Machines dominate where algorithms are clearly measurable. But in the real world, with its chaos and uncertainty, humans are still holding the line.
Physical labor: humans pull ahead
In May 2026, Figure AI's humanoid robot F.03 lost to an ordinary intern named Aime in a package sorting competition. The contest lasted 10 hours and was broadcast live. Each participant had to scan a barcode, lift a box, and place it label-side down on a conveyor belt. The cycle repeated continuously.
In the end, Aime processed 12,924 packages, while the machine's result was 12,732 items. This means the human spent 2.79 seconds per object, and the robot 2.83 seconds. Notably, the employee had breaks for rest and lunch under California law, while the AI only pulled ahead in the fifth hour while the human was away.
To be fair, by the end of the experiment, the intern had developed blisters and his hand was very tired. The robot, however, can work non-stop, so the human's minimal lead over a short distance does not guarantee long-term efficiency.
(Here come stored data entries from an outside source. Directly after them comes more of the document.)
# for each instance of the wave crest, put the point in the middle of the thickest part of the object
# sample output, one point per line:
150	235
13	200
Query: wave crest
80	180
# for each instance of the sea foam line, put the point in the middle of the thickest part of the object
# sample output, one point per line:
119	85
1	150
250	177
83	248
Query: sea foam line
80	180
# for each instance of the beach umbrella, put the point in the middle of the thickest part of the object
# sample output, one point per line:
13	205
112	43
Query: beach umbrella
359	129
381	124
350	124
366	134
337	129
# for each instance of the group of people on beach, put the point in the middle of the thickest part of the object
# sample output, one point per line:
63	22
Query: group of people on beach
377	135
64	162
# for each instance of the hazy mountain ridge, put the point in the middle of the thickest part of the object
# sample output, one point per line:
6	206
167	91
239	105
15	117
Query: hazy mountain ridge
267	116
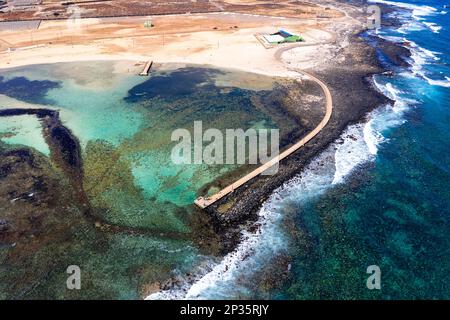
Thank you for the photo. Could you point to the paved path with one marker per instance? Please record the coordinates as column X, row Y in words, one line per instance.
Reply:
column 205, row 202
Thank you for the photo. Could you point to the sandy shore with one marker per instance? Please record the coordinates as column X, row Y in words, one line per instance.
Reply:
column 333, row 51
column 197, row 43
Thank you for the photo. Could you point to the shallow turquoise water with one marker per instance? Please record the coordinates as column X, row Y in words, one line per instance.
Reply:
column 124, row 123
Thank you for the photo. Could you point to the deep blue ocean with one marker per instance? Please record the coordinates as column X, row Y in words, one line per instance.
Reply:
column 381, row 199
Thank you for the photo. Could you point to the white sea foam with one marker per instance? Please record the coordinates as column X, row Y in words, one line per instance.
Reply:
column 417, row 13
column 433, row 26
column 358, row 144
column 441, row 83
Currently, physical labor allows humans to stay ahead, but for office workers, the situation may change faster.
The economic argument: humans are cheaper than machines
There is an important economic aspect: employers widely acknowledge that hiring people is more profitable than maintaining AI. Corporate spending on technology is growing too quickly. For this reason, Microsoft is limiting internal licenses for Claude Code for staff due to token costs, and Uber exhausted its entire AI budget for 2026 in four months. Per-minute computing costs often eat up all the benefits of workforce optimization.
My conclusion: as long as AI remains an expensive and narrowly specialized tool, humans retain a competitive advantage in tasks requiring flexibility, endurance, and cost-effectiveness. However, the race continues, and the stakes are rising every year.